Parivrtta anjaneyasana is believed to activate the third chakra, or manipura. This chakra is the body’s center of energy and vitality. It is a source of confidence, internal strength, and courage, and activating the manipura chakra through this pose can shield against fear and insecurity.

Physical Benefits:

  • Strengthens the quadriceps and gluteus muscles.
  • Improves digestion and elimination.
  • Stretches the psoas and hips.
  • Develops stamina and endurance in your thighs

Energetic Benefits:

  • Activates manipura chakra.
  • Improves your balance, concentration and core awareness

Mudra: Anjali Mudra

This mudra is also known as the prayer mudra. Bring both hands together by pressing the palms together firmly and evenly with fingertips and thumbs pointing towards the sky.

Mantra:

Shanti Mantra

This mantra is a chant for peace and is used to call for and usher peace into our daily lives.

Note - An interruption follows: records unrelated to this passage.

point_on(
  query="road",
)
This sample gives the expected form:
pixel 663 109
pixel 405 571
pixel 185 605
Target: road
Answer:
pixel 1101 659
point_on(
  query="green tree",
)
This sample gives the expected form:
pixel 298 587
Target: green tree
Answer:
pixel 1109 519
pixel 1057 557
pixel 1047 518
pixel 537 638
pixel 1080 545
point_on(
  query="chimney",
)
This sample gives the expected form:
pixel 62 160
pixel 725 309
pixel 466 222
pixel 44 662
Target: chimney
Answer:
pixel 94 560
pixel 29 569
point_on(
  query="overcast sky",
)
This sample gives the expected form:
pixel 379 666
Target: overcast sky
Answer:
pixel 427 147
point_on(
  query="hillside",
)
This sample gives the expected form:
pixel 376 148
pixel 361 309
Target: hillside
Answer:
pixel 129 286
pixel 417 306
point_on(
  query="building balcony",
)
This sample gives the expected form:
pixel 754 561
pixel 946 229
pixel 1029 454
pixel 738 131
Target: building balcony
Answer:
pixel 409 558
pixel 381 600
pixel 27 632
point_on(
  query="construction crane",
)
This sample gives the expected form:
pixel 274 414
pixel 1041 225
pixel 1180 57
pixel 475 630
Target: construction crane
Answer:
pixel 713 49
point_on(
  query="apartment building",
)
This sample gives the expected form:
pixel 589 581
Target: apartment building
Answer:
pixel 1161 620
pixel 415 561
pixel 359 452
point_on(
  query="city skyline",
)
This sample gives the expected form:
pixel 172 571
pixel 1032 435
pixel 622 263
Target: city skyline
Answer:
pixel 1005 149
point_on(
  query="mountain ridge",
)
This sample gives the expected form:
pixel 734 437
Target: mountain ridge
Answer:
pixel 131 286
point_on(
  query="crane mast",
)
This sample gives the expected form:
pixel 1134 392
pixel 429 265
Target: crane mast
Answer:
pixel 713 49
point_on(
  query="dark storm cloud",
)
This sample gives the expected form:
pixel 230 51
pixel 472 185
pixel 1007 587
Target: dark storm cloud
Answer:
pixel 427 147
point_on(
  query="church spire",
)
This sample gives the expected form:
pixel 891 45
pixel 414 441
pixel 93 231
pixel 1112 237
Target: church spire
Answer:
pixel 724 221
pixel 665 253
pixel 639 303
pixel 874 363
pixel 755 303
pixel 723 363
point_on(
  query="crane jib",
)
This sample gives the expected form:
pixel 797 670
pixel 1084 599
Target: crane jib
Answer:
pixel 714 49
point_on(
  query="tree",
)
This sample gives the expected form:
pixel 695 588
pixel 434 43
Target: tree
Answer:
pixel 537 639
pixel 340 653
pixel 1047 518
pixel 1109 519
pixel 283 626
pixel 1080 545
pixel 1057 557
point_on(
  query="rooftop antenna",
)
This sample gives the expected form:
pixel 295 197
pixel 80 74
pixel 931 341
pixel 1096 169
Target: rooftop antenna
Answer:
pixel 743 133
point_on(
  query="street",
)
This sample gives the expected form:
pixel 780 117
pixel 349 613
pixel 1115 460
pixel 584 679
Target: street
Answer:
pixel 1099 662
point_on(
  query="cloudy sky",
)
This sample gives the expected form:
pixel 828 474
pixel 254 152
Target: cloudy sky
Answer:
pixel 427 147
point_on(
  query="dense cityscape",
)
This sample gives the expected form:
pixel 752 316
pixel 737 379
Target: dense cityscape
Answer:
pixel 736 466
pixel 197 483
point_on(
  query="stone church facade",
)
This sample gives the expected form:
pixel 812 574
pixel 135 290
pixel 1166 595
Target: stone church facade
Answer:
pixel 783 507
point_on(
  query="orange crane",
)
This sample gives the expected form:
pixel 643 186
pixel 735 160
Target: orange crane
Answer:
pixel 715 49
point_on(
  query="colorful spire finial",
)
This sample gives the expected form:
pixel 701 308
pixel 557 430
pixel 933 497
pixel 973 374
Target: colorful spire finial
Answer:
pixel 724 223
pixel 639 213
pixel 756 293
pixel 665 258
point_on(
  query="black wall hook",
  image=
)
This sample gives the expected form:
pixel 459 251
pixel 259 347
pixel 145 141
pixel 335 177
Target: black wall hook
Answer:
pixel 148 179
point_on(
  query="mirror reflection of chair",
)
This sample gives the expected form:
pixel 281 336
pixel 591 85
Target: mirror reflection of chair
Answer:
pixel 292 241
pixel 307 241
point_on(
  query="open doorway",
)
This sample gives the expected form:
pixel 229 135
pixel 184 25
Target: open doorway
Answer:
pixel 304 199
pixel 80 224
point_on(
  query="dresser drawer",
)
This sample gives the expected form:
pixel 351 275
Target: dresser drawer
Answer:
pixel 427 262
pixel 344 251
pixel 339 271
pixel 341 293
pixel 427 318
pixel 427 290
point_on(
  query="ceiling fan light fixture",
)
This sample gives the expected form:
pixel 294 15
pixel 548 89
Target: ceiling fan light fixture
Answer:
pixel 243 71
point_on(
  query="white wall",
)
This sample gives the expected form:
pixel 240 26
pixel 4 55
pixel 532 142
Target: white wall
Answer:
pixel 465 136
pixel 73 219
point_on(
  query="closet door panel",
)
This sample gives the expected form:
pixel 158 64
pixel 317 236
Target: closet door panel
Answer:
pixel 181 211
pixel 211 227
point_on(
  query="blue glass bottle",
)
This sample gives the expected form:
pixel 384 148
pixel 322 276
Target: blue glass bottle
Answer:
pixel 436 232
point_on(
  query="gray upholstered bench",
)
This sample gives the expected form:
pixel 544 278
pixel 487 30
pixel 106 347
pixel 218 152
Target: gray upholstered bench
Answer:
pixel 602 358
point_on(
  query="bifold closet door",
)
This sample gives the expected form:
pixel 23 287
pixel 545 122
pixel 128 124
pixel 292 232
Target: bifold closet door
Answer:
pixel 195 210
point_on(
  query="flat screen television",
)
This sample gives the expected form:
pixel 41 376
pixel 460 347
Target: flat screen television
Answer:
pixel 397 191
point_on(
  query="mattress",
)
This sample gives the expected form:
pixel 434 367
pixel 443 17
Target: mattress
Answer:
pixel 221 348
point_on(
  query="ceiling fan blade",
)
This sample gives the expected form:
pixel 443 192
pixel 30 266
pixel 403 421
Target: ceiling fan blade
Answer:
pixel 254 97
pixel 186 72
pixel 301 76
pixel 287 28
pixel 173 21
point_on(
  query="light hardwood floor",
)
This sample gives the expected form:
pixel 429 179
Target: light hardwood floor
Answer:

sarvesham svastir bhavatu sarvesham shantir bhavatu sarvesham purnam bhavatu sarvesham mangalam bhavatu” translates to “May there be well-being for all, May there be peace for all. May there be wholeness for all, May there be happiness for all.”

Preparatory Poses:

Adjustments/Modifications:

  • Keep the eye gaze downwards or forward.
  • Lower your back knee down to the ground rather than lifting.
  • Parivrtta parsvakonasana: the opposite arm rests on the lead leg or reaches to the ground, while the other arm extends overhead, creating a twist through the core of the body.

Step-By-Step:

  1. Begin in a lunge with your right foot forward. Bring your palms together at heart center.
  2. With your left knee lifted, push your left heel back and reach the crown of your head forwards to lengthen your spine and side body.
  3. On an exhale, twist towards your right leg to place your left tricep on your right thigh. Bring your torso as close to your leg as possible.
  4. Press your palms together to engage your arms. Turn your chest in the direction of the ceiling and shift your gaze upwards over your right shoulder.
  5. Stay here, or extend your left fingertips down to the ground on the outside of your right leg, and reach your right fingertips up the ceiling.
  6. Stay for up to one minute. To release the pose, unwind and place your hands down on the mat, then step back to table top or down dog. Repeat on the other side.